The Clinton administration and lawmakers say they will keep a close eye on rates after the price controls are lifted.
Decker Anstrom, president of the National Cable Television Association, doesn't believe the nation's 67 million cable customers will get a price jolt.
"Our companies are very much aware that they need to act with restraint," Anstrom said. "If they don't, Congress will come back in and reinstitute rate regulation."
Congress and the Clinton administration set the March 31 date with the hope that widespread competition to cable would materialize, making price controls unnecessary. But such competition hasn't developed yet.
The most basic level of service, meanwhile, which includes mostly broadcast TV channels and a few cable networks, will continue to be regulated.
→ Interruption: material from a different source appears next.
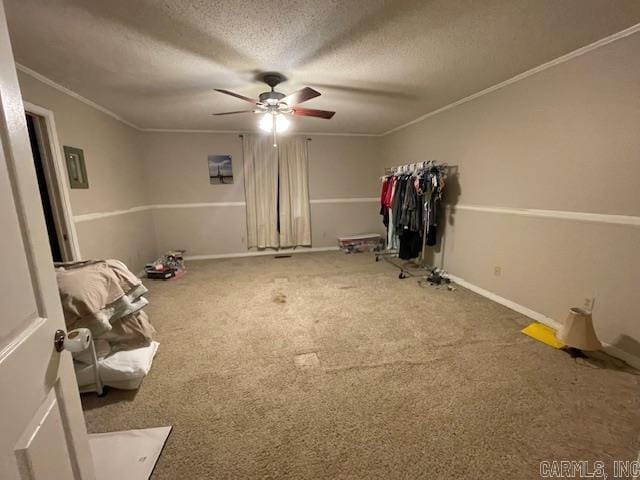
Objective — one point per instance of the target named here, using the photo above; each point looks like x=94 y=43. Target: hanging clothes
x=409 y=203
So will prices for set-top boxes and remote controls.
Premium channels such as HBO and Showtime were never subject to federal price regulation.
When cable price controls took effect in 1993, after a 1992 law that regulated the industry, rates initially did go down, saving customers billions of dollars.
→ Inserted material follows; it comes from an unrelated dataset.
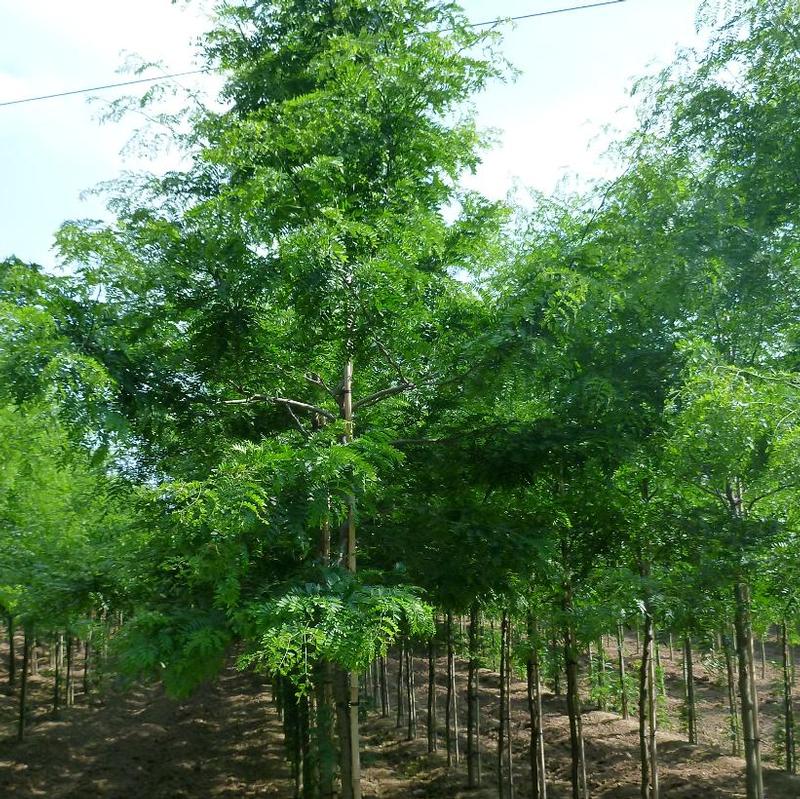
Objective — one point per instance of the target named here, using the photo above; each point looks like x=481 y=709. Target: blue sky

But near the end of 1994, the FCC under political pressure revised the rules, giving cable companies much more leeway to increase rates to account for increases in various business costs, such as programming.
By the summer of 1996 cable rates were spiking up.
Between 1996 and 1997, cable TV rates rose 8.5 percent, according to FCC figures. And, cable rates went up about 8 percent for the year ending March 31, 1998.